I watched a youtube video today on making a baby rattle. The turner put paste wax on his sandpaper while finishing. Does anyone do this with wood pens? What is the purpose? Thanks to the info.


----------



## SerenityWoodWorks (Jan 1, 2013)

I use an old 12000 MM pad to apply the first coat of EEE. For one it holds the wax nicely, 2..It increases the buffing power and 3..well I just like the way it ends up. Is it the right way? the only way? well of course not..ask 10 pen makers how they finish and you will get 15 different answers.


----------



## MarkD (Jan 1, 2013)

I recently saw a video where a guy used a combination of paste wax and mineral oil when he sanded on the lathe. He said he used it to minimize the sanding dust. It left a satin finish. I don't think you would want to use this method if you want to apply a finish afterwards.

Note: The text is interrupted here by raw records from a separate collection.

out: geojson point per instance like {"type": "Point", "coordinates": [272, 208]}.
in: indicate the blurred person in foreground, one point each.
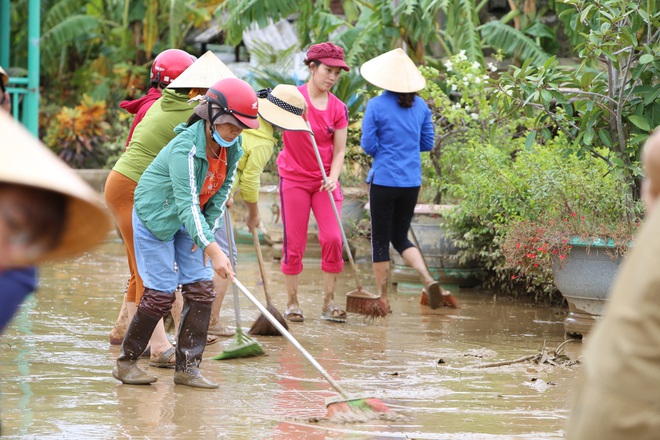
{"type": "Point", "coordinates": [618, 396]}
{"type": "Point", "coordinates": [302, 187]}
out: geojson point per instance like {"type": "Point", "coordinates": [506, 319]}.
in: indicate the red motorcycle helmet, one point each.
{"type": "Point", "coordinates": [234, 97]}
{"type": "Point", "coordinates": [169, 64]}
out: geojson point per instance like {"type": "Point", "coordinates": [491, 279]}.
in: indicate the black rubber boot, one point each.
{"type": "Point", "coordinates": [195, 316]}
{"type": "Point", "coordinates": [135, 342]}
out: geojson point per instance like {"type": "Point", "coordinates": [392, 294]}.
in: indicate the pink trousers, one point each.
{"type": "Point", "coordinates": [297, 200]}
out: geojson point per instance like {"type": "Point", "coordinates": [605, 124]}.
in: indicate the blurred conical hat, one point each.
{"type": "Point", "coordinates": [203, 73]}
{"type": "Point", "coordinates": [26, 161]}
{"type": "Point", "coordinates": [393, 71]}
{"type": "Point", "coordinates": [3, 76]}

I just found a web page that describes how to make the wax/mineral oil sanding wax.
http://eddiecastelin.com/yahoo_site_admin/assets/docs/SandingWax.54184013.pdf


----------



## jeff (Jan 1, 2013)

MarkD said:


> I recently saw a video where a guy used a combination of paste wax and mineral oil when he sanded on the lathe. He said he used it to minimize the sanding dust. It left a satin finish. I don't think you would want to use this method if you want to apply a finish afterwards.
> 
> I just found a web page that describes how to make the wax/mineral oil sanding wax.
> http://eddiecastelin.com/yahoo_site_admin/assets/docs/SandingWax.54184013.pdf



Probably Carl Jacobson 
Carl Jacobson - YouTube

He does some interesting turning.


----------



## keithkarl2007 (Jan 1, 2013)

When I took a bowl turning course with Glenn Lucas we finished our bowls by coating them generously with walnut oil and then sanded them. It is a way of keeping dust down but also helps to keep the blank from overheating when sanding. Yew for example is very prone to heat checks from over sanding. It could be another cause for blanks like Ebony and Snakewood cracking. Everyone has mentioned before to keep the heat down when boring the blanks but might not realise sanding creates the same heat generation.
For pens you could wet sand the blanks with BLO to keep heat to a minimum and the fine slurry created will also fill porous grained woods like Oak and Wenge


----------



## Emery (Jan 1, 2013)

jeff said:


> MarkD said:
> 
> 
> > I recently saw a video where a guy used a combination of paste wax and mineral oil when he sanded on the lathe. He said he used it to minimize the sanding dust. It left a satin finish. I don't think you would want to use this method if you want to apply a finish afterwards.
> ...



Yes it was Carl Jacobson.


----------



## Hexhead (Jan 1, 2013)

And also helps the sandpaper from clogging up.


----------